Growing Instructions.
  • Sow Lettuce seeds sparsely (10-12 only) in January on the surface of an organic seed growing mix in a mini pot, and lightly cover with finely sieved growing mix.
  • Soak the mini pot for an hour in a tray containing 10mm of water (preferably rainwater).  The water will wick up into the soil without flooding it. 
  • Sink the mini pots up to their rims in a Propagator.  This will keep the mini pot's soil moist until the seedlings are ready to transplant.
  • After 4 weeks transplant the 5 strongest seedlings individually into jiffy pots filled with organic potting mix and return them to the Eco Propagator.
  • Take the pots out of the propagator when the seedlings are ready to transplant, and move the mulch to one side in the prepared bed.  Plant the jiffy pots 300mm apart and water the seedlings in well.
  • Return the mulch as soon as the lettuce is established.  Push the straw under the leaves of the lettuces to help protect them against lettuce bottom rot.
  • I grow lettuce wherever there is available space (its a perfect plant to fill vacant spaces), but most of the time I can find a full row to grow them in.
  • They are usually grown with brassicas, which need similar protection against strong sunlight in the summer.  They are protected with light shadecloth right through the warmer months and heavy shadecloth is added in hot, dry, windy weather.
  • Apply a foliar spray of aerated compost tea every 4 weeks at the same time as all the other edible plants.
Repeated sowing.
    • Repeated sowings can be made every month, and when ready the seedlings can be planted in gaps left by crops recently harvested.  Make sure the soil in these gap has been properly prepared.
    Harvesting and Storage.
    • Lettuce can be harvested all year. 
    • Cut the heads off the Lettuce at ground level and allow the roots to decompose in the soil.
    • Lettuce does not store well and should be eaten within a few days of its harvest.
    Organic Pest Control.
    • Slugs and snails.  
      • Lettuce needs protection against slugs and snails, so use self adhesive copper tape around the base of the Ecobed to keep them out.
    • Cabbage white butterfly caterpillars.  
      • Repeated foliar sprays of aerated compost tea will deter caterpillars, but exclusion netting is the best defence.  

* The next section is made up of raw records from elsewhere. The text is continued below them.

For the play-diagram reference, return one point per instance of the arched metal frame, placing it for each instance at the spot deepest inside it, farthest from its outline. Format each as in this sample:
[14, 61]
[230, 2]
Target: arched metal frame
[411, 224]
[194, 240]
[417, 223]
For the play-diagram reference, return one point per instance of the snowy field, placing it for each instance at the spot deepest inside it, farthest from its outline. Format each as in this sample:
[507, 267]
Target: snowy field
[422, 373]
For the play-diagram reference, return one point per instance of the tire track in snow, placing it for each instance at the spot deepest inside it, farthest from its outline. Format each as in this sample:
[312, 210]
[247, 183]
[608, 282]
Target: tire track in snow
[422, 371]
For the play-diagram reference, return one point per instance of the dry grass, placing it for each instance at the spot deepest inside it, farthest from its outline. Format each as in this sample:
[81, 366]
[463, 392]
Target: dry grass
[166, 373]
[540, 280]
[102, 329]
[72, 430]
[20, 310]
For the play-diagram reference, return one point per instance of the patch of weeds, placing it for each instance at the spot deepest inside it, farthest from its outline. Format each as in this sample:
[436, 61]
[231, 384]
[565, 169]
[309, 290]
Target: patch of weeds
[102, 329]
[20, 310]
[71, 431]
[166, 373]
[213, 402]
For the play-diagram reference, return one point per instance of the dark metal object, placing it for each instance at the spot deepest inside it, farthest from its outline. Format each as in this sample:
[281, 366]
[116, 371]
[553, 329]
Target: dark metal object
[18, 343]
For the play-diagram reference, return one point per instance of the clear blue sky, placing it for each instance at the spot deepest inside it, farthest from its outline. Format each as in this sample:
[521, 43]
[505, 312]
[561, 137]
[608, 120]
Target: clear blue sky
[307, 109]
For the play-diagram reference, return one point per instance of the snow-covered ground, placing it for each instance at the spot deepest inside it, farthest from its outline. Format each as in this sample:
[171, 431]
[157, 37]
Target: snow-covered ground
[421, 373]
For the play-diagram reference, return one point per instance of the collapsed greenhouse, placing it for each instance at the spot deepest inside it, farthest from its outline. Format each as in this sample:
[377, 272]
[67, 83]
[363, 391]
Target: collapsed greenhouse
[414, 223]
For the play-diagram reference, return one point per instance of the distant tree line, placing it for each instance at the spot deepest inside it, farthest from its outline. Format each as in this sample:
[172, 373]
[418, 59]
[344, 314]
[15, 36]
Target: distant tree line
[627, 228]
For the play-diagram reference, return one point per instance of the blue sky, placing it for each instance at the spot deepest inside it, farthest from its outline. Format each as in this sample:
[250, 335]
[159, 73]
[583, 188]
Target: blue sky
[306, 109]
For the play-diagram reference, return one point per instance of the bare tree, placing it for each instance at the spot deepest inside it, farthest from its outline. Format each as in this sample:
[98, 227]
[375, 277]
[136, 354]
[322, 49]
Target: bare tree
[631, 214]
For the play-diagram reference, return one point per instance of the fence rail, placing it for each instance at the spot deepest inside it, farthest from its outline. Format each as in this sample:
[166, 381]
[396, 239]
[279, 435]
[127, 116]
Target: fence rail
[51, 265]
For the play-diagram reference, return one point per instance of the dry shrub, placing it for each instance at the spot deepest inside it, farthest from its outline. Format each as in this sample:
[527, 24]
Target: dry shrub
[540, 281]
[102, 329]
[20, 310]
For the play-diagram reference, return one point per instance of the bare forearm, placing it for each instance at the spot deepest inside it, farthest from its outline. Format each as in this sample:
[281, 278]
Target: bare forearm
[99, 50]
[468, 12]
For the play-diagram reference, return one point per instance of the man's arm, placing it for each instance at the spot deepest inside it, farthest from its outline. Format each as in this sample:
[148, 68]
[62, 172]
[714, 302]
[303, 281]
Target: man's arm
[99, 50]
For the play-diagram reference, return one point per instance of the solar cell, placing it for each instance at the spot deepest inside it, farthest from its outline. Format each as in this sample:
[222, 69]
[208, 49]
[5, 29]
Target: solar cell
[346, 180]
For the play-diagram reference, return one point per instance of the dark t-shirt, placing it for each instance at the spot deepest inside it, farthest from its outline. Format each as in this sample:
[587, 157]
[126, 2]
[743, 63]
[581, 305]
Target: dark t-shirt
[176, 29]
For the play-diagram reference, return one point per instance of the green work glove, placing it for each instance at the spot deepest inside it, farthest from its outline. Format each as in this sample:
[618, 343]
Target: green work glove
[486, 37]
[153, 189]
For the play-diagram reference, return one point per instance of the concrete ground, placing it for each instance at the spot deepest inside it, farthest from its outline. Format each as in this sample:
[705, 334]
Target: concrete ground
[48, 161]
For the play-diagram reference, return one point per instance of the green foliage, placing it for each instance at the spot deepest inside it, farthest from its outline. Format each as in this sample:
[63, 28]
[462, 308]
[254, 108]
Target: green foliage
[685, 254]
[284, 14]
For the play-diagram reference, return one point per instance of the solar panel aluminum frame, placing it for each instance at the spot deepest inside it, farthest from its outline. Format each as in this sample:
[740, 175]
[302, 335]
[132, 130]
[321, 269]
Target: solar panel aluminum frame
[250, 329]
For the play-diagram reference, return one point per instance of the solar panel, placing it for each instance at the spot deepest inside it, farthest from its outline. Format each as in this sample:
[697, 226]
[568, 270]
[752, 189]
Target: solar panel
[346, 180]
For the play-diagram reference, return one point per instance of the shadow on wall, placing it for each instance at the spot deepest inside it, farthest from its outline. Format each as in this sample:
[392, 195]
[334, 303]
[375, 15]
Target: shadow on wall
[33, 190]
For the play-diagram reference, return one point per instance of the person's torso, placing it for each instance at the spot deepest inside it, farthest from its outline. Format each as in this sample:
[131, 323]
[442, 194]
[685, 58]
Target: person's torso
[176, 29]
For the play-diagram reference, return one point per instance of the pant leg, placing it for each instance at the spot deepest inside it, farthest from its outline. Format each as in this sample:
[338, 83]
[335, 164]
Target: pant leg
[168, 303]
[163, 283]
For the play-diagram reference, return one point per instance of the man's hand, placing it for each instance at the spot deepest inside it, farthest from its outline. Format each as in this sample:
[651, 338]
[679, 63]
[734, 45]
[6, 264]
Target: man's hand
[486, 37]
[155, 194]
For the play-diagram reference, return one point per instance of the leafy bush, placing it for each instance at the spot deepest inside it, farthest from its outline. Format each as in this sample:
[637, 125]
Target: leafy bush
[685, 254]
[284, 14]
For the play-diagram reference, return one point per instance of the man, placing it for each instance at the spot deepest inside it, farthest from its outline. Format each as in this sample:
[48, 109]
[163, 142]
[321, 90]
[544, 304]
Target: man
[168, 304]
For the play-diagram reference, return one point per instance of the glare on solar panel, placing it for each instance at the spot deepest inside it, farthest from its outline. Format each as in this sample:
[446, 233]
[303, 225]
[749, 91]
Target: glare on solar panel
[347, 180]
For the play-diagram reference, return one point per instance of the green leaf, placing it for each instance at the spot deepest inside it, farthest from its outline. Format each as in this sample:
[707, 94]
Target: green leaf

      • If they do get established spray the whole plant with Bacillus thuringiensis.  This natural soil borne bacterium is ingested by the caterpillars and they die within a couple of days.
    • Greenhouse whitefly.  
      • Aerated compost tea foliar spray toughens foliage against whitefly damage. 
      • Control any serious infestations by spray your crop thoroughly with organic horticultural oil (Eco-oil in Australia) as early in their life cycle as possible.
      • Spray again in a few days to ensure second generation whitefly do not survive.
      • Note Eco-oil smothers insects by blocking their breathing holes.  It is not selective and will kill beneficial insects if care is not taken, so spray early in the morning and target the whitefly as exclusively as possibl
    • Aphids (greenfly). 
      • Aphids can usually be dislodged using a jet of water, but if persistent, spray with Eco-oil.
    • Lettuce bottom rot.   
      • This soil borne fungal pathogen must be controlled using preventive measures.  Crop rotation is the best cure giving the soil time to recover from any infestation.  
      • Maintaining high worm and microbe activity in the soil with plenty of organic material, creates unfavourable conditions for Rhizoctonia solani the main fungal plant pathogen in lettuce bottom rot.   
      • Fresh straw or sand can be used as a barrier between the Lettuce leaves and the soil to avoid Lettuce bottom rot infecting the leaves.  
      • It is also thought that a Mycorrhizal fungi dusting of seedling roots will help protect the lettuce against bottom rot.